- Nunda Township Location within the state of Minnesota Nunda Township Nunda Township (the United States)
- Coordinates: 43°32′57″N 93°27′28″W﻿ / ﻿43.54917°N 93.45778°W
- Country: United States
- State: Minnesota
- County: Freeborn

Area
- • Total: 34.8 sq mi (90.1 km^{2})
- • Land: 32.9 sq mi (85.2 km^{2})
- • Water: 1.9 sq mi (4.8 km^{2})
- Elevation: 1,296 ft (395 m)

Population (2000)
- • Total: 318
- • Density: 9.6/sq mi (3.7/km^{2})
- Time zone: UTC-6 (Central (CST))
- • Summer (DST): UTC-5 (CDT)
- FIPS code: 27-47608
- GNIS feature ID: 0665184

= Nunda Township, Freeborn County, Minnesota =

Township in Minnesota, United States

Nunda Township is a township in Freeborn County, Minnesota, United States. The population was 318 at the 2000 census.

Nunda Township was organized in 1858.

==Geography==
According to the United States Census Bureau, the township has a total area of 34.8 square miles (90.1 km^{2}), of which 32.9 square miles (85.2 km^{2}) is land and 1.9 square miles (4.8 km^{2}) (5.35%) is water.

==Demographics==
As of the census of 2000, there were 318 people, 132 households, and 93 families residing in the township. The population density was 9.7 people per square mile (3.7/km^{2}). There were 138 housing units at an average density of 4.2/sq mi (1.6/km^{2}). The racial makeup of the township was 96.86% White, 0.31% African American, 0.31% Native American, 0.63% Asian, 1.26% from other races, and 0.63% from two or more races. Hispanic or Latino of any race were 1.57% of the population.

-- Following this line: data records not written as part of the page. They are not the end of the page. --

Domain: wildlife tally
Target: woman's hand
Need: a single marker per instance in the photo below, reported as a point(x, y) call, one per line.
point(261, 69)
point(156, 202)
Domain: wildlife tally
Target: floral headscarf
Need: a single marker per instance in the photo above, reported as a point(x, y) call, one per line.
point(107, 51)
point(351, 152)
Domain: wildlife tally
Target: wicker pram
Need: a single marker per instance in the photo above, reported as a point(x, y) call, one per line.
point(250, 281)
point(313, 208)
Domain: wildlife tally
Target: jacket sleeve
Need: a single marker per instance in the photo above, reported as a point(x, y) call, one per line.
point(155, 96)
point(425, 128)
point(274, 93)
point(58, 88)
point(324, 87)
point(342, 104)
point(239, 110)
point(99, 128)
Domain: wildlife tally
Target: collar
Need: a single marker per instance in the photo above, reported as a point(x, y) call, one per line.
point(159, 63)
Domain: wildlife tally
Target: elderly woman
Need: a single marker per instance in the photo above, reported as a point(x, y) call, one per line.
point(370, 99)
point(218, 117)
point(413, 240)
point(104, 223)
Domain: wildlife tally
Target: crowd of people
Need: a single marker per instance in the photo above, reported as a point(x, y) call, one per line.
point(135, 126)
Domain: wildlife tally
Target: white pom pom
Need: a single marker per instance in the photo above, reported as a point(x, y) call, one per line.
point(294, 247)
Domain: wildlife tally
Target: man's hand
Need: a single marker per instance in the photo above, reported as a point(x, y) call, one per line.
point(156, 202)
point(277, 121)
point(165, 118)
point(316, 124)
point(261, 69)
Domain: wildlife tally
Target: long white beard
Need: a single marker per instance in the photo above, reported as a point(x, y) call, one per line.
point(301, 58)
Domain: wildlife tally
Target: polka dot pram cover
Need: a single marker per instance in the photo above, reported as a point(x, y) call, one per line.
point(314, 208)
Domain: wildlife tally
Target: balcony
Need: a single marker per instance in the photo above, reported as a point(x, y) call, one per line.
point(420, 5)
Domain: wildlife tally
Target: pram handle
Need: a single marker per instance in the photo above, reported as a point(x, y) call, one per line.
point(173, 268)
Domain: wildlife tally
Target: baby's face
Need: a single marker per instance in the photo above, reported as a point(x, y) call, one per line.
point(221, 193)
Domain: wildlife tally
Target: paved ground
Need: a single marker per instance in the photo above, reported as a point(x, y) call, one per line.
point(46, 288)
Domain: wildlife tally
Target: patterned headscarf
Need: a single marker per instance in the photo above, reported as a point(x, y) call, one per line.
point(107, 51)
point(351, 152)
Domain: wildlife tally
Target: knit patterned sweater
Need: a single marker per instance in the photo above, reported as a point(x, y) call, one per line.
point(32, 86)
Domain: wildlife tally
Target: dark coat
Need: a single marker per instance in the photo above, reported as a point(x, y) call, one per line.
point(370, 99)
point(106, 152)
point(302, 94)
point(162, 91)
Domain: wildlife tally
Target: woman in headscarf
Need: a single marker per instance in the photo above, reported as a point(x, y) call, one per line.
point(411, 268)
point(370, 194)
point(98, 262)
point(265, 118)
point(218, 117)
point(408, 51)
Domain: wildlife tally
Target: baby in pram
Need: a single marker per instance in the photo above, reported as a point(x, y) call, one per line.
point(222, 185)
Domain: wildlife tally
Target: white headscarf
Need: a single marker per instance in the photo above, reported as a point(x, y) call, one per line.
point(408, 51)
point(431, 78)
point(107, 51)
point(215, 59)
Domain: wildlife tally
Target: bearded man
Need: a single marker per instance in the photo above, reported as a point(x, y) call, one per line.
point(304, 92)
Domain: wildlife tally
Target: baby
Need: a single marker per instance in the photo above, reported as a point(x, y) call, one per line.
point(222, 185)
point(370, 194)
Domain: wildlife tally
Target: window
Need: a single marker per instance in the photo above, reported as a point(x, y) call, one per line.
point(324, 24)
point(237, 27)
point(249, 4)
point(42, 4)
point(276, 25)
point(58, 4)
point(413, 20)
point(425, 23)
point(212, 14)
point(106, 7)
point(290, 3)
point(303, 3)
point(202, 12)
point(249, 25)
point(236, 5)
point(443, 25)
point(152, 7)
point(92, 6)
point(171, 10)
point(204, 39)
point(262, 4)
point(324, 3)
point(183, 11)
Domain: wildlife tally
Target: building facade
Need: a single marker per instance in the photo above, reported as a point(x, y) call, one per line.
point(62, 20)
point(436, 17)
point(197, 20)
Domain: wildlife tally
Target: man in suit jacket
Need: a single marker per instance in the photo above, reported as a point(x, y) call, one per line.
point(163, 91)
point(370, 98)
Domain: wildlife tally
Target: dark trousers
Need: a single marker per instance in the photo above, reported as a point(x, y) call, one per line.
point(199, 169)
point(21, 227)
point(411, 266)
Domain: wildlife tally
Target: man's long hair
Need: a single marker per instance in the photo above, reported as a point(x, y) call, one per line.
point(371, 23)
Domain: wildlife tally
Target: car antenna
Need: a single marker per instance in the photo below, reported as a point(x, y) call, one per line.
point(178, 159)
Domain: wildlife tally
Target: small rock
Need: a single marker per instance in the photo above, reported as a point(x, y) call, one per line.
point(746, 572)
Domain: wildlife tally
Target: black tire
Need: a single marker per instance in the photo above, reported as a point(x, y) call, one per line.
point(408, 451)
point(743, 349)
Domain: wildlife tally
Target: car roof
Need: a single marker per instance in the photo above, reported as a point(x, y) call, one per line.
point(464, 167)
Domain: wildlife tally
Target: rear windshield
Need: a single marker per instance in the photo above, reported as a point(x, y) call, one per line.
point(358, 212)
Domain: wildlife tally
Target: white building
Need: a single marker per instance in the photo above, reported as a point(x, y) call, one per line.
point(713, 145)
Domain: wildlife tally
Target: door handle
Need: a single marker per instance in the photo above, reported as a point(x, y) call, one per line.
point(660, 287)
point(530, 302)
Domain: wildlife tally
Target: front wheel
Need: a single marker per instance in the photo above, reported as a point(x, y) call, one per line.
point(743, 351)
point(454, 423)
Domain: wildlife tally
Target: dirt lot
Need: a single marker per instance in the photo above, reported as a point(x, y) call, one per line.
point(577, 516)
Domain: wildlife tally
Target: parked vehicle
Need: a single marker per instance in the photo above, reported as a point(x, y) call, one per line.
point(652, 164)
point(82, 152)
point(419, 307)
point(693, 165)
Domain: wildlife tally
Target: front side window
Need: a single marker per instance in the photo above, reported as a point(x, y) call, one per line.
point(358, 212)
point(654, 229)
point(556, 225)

There were 132 households, out of which 24.2% had children under the age of 18 living with them, 69.7% were married couples living together, and 28.8% were non-families. 25.8% of all households were made up of individuals, and 14.4% had someone living alone who was 65 years of age or older. The average household size was 2.41 and the average family size was 2.86.

In the township the population was spread out, with 22.0% under the age of 18, 5.0% from 18 to 24, 22.3% from 25 to 44, 28.9% from 45 to 64, and 21.7% who were 65 years of age or older. The median age was 45 years. For every 100 females, there were 113.4 males. For every 100 females age 18 and over, there were 117.5 males.

The median income for a household in the township was $42,917, and the median income for a family was $50,938. Males had a median income of $29,750 versus $21,750 for females. The per capita income for the township was $23,644. About 3.3% of families and 2.2% of the population were below the poverty line, including none of those under age 18 and 7.6% of those age 65 or over.